Directed by Billy Wilder and written by Charles Brackett,
Billy Wilder, and DM Marshman Jr., Sunset Blvd is a classic film that intrigues
viewers even today with its story of an actress whose glory days were in the silent screen era and who
wants to finish her career in the 1950s with a “comeback movie”.
William Holden is Joe Gillis, a down-on-his-luck
screenwriter who regularly hides his car from the repo men. He’s
three months late paying his rent, but Gillis is hopeful that his next story
will be a winner. However, the reader at Paramont Pictures says the story isn’t
worth anything. No one will hire him, except one woman. Norma Desmond, a
has-been movie star.
Norma finds Gillis on her property and persuades him to stay
and work on her screenplay. She pays his back-rent and buys him decent clothes.

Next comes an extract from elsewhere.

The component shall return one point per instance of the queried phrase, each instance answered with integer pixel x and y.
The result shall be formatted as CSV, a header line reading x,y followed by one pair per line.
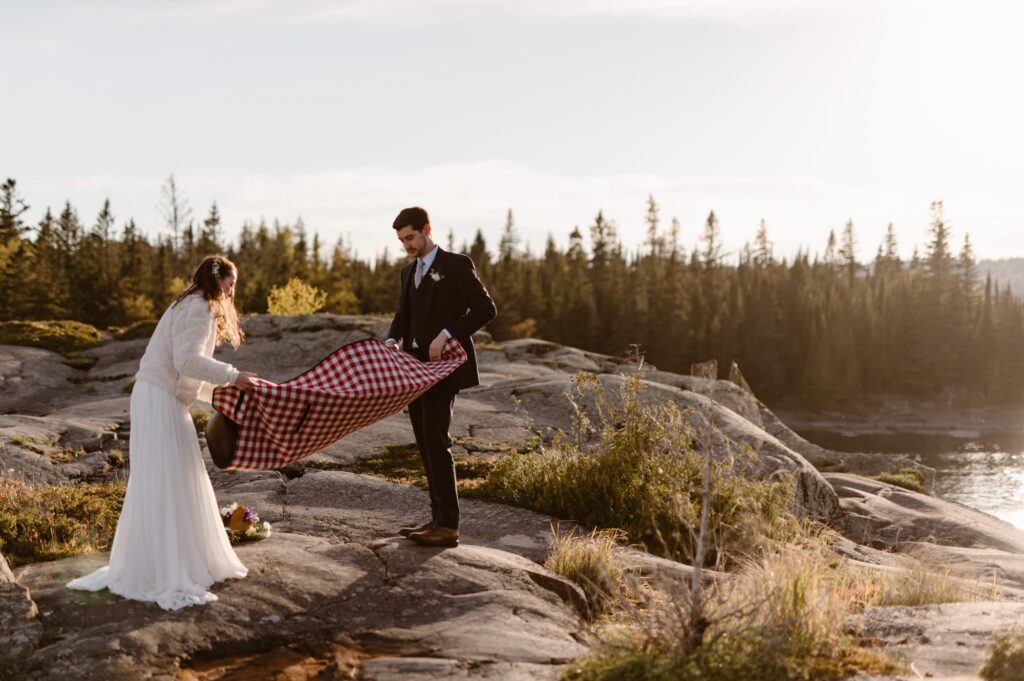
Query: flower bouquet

She takes Gillis around in her expensive chauffeur-driven car. Things are looking
good for him financially. But he doesn’t want to stay there with this older
woman who has fallen for him. He tries to leave, but Norma’s desperation and
depression makes him pity her and stay there at her mansion, which, like her
career, is a crumbling shadow of its former glory.

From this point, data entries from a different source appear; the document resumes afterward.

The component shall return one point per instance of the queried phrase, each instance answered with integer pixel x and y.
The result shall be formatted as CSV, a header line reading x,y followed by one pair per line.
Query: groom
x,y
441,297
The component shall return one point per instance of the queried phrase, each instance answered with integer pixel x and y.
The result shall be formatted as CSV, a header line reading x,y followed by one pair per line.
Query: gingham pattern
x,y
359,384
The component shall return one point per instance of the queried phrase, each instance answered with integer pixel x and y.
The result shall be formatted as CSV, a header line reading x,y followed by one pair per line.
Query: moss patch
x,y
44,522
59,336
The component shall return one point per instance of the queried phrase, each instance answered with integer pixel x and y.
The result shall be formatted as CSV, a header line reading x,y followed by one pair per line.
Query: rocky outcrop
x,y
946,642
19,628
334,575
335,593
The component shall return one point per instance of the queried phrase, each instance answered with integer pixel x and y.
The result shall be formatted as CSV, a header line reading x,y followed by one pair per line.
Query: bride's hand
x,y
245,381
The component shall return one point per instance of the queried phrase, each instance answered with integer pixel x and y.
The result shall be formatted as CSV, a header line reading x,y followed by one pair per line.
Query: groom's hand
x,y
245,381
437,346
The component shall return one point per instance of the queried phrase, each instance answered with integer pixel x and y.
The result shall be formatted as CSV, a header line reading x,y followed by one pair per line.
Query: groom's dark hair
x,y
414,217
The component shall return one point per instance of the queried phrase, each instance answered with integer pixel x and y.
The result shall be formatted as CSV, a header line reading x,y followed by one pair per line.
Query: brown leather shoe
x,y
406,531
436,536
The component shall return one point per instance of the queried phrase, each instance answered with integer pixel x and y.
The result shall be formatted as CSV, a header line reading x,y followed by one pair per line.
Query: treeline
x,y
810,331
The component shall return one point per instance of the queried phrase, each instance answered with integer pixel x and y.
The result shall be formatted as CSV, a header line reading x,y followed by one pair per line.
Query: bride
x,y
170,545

Gloria Swanson hadn’t released a film for nine years before
this one. She was quite good as Norma Desmond. The man who used to direct Norma
in her early years, Max Von Mayerling, was played by Erich von Stoheim, who directed
Gloria Swanson in 1929.
Jack Webb had a small role as Gillis’s best friend and
fiancé of Miss Schaefer, the Paramount reader who trashed his screenplay. Miss
Schaefer was played by Nancy Olson. Later, she was in the same movie with
Gloria Swanson when they both appeared in Airport 1975. Edith Head did costumes
for Sunset Blvd and for Airport 1975.
Asking Cecil B. DeMille, Hedda Hopper, Buster Keaton, H.B.

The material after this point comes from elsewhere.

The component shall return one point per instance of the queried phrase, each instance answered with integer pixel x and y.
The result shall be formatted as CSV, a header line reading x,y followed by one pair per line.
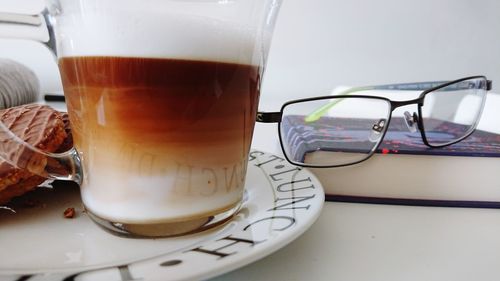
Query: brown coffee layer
x,y
160,110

Warner, and a few others to appear as themselves in Sunset Blvd gave them
another opportunity to be in a popular movie’s list of cast members and gave
this movie some sparkle.
This movie won three Academy Awards: Best Art Direction/Set
Decoration for a Black and White, Best Music/Scoring of a Dramatic or Comedy
Picture, Best Writing of Story and Screenplay.